Selon les conclusions scientifiques avancées par les autorités sanitaires, cette substance toxique proviendrait probablement d’un mélange accidentel entre des légumes-feuilles utilisés dans la préparation du repas et des feuilles d’une plante sauvage toxique connue sous le nom scientifique de Nicotiana glauca.

Une plante dangereuse facilement confondue avec certains légumes

Les autorités expliquent que cette plante présente un risque particulier en raison de la forte ressemblance de ses feuilles avec celles de certains légumes fréquemment utilisés dans la cuisine tunisienne, notamment les blettes ou les épinards. Ce risque augmente lorsque ces plantes sont cueillies dans la nature ou achetées à partir de circuits informels et non contrôlés.

L’anabasine est considérée comme une substance hautement toxique. L’instance sanitaire précise qu’elle peut provoquer des symptômes rapides et sévères tels que des vomissements, des vertiges, une faiblesse générale, des troubles neurologiques, des difficultés respiratoires ainsi que des perturbations du rythme cardiaque. Dans les cas les plus graves, l’intoxication peut entraîner la mort.

Deux décès et plusieurs hospitalisations

Le drame s’est produit jeudi dernier, au deuxième jour de l’Aïd al-Adha, dans la délégation de Meknassi.
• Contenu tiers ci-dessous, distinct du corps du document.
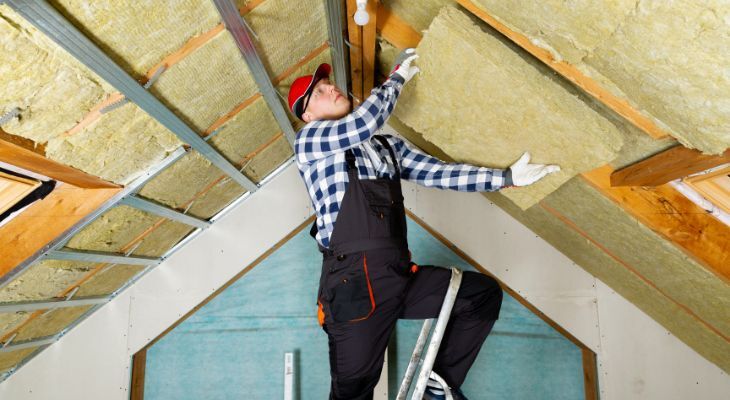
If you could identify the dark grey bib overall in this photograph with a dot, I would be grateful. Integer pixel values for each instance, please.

Neuf membres d’une même famille ont été victimes d’une intoxication alimentaire après avoir consommé un repas familial.

Deux personnes sont décédées tandis que sept autres ont été transférées au CHU de Sidi Bouzid pour recevoir les soins nécessaires.

À travers ce communiqué, les autorités sanitaires appellent les citoyens à éviter l’utilisation de plantes sauvages ou d’herbes dont l’origine n’est pas clairement identifiée dans la préparation des repas. Elles recommandent également d’acheter les légumes-feuilles auprès de circuits de distribution organisés et fiables, tout en vérifiant soigneusement leur provenance avant consommation.

Ce drame relance aussi la question du contrôle des produits alimentaires issus des circuits parallèles et des pratiques de cueillette artisanale, encore répandues dans plusieurs régions tunisiennes, particulièrement durant les fêtes et les rassemblements familiaux.